As a legal historian, Gerner specialized in Attic law. He wrote several monographs, essays and lexicon articles (in Pauly's real encyclopedia of classical antiquity ). Together with Wolfgang Kunkel , Dieter Nörr and Gerhard Thür , he edited the series of Munich Contributions to Papyrus Research and Ancient Legal History , which his academic teacher Leopold Wenger had founded.

Fonts (selection)

  • To distinguish between civil and criminal offenses in Attic law . Munich 1934 (dissertation)
  • Tymborychia . In: Journal of the Savigny Foundation for Legal History. Romance Department . Volume 61 (1941), pp. 230-275.
  • About the term δίκη in Attic law . In: Munich contributions to papyrus research and ancient legal history . Volume 34, Munich 1935 (= Festschrift for Leopold Wenger on his 70th birthday presented by friends, colleagues and students ), pp. 242–268
  • Historical-sociological development tendencies in Attic law . In: Journal of the Savigny Foundation for Legal History.

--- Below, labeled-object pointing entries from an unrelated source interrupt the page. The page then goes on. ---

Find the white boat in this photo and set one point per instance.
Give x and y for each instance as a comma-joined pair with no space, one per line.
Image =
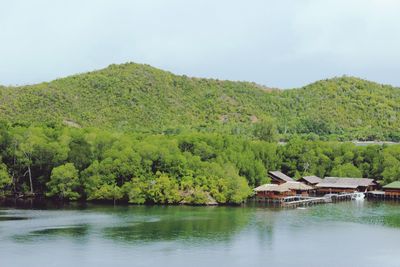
358,196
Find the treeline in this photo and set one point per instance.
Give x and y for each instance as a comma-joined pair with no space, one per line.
140,98
196,168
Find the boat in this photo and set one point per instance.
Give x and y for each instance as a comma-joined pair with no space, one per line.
358,196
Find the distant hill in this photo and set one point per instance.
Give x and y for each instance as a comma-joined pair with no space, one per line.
135,97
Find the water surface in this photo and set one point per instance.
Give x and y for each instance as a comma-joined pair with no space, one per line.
342,234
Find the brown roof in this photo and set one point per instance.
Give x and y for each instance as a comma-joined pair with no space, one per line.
280,175
312,179
338,182
285,187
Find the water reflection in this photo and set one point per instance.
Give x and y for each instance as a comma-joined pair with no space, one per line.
184,223
72,232
227,236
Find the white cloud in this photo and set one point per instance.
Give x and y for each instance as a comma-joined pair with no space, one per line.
278,43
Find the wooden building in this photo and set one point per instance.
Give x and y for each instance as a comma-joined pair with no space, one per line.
345,185
392,189
278,177
310,180
277,191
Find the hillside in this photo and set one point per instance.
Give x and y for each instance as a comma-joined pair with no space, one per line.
134,97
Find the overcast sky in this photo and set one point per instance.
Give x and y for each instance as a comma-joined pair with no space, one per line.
281,43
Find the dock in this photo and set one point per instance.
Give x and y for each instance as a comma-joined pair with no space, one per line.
297,201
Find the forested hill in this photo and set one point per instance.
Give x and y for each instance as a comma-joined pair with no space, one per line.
142,98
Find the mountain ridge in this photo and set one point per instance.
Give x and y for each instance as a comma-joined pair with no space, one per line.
139,97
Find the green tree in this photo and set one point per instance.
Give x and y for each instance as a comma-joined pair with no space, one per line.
64,182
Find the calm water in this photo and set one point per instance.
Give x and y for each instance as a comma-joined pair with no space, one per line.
344,234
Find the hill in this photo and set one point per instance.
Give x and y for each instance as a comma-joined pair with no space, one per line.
134,97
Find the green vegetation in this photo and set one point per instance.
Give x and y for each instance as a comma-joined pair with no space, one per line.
139,98
137,134
197,168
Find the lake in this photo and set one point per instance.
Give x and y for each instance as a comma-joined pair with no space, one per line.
342,234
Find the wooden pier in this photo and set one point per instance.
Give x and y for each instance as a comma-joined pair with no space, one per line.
297,201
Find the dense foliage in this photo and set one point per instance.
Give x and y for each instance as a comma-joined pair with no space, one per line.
71,163
132,97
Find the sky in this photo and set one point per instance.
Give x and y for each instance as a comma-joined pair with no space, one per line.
277,43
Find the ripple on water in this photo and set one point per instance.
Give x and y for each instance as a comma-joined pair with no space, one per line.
74,232
12,218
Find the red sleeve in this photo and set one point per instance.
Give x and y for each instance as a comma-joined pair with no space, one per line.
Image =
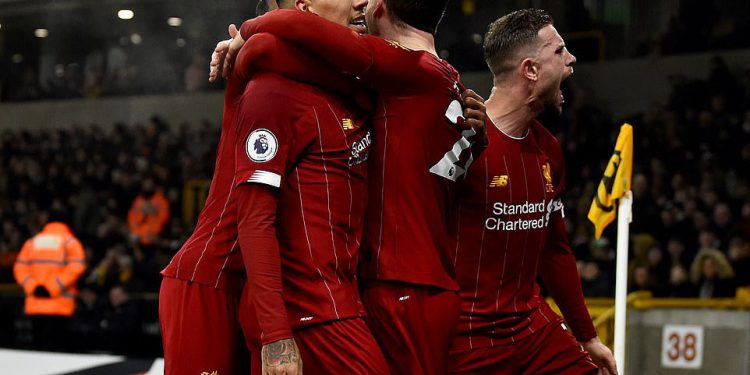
558,264
266,52
266,140
338,45
260,252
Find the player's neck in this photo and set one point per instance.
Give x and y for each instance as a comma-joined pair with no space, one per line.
509,110
410,38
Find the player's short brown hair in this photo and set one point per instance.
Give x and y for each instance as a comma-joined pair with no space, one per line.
509,34
424,15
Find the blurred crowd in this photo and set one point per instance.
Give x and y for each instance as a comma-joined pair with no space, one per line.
690,235
112,71
169,61
123,188
122,191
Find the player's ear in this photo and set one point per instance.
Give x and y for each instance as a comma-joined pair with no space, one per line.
529,69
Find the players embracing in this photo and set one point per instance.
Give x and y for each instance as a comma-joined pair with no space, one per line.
440,221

Romance Department . Volume 67 (1950), pp. 1-46.
  • Contributions to the law of the parapherna. A matrimonial property investigation . Munich 1954
  • with Hugo Winckhler: Commercial Criminal Law 1954 . Munich / Berlin 1954
  • with Claus Leusser: Bavarian Civil Service Act (of July 18, 1960). Hand comment . Munich 1961. 2nd edition 1970–1971

literature

  • Gerhard Thür: In memoriam Erich Gerner . In: Journal of the Savigny Foundation for Legal History. Romance Department . 110: 840-842 (1993).

Web links

Individual evidence

  1. a b Thür (1993) 841 claimed that Gerner did not join the National Socialist Party; but compare Karl-Ulrich Gelberg (editor): Das Kabinett Ehard II, September 20, 1947 to December 18, 1950. Volume 2: The minutes of the Bavarian Council of Ministers, 1949 . Munich 2005, p. 361 Note 49.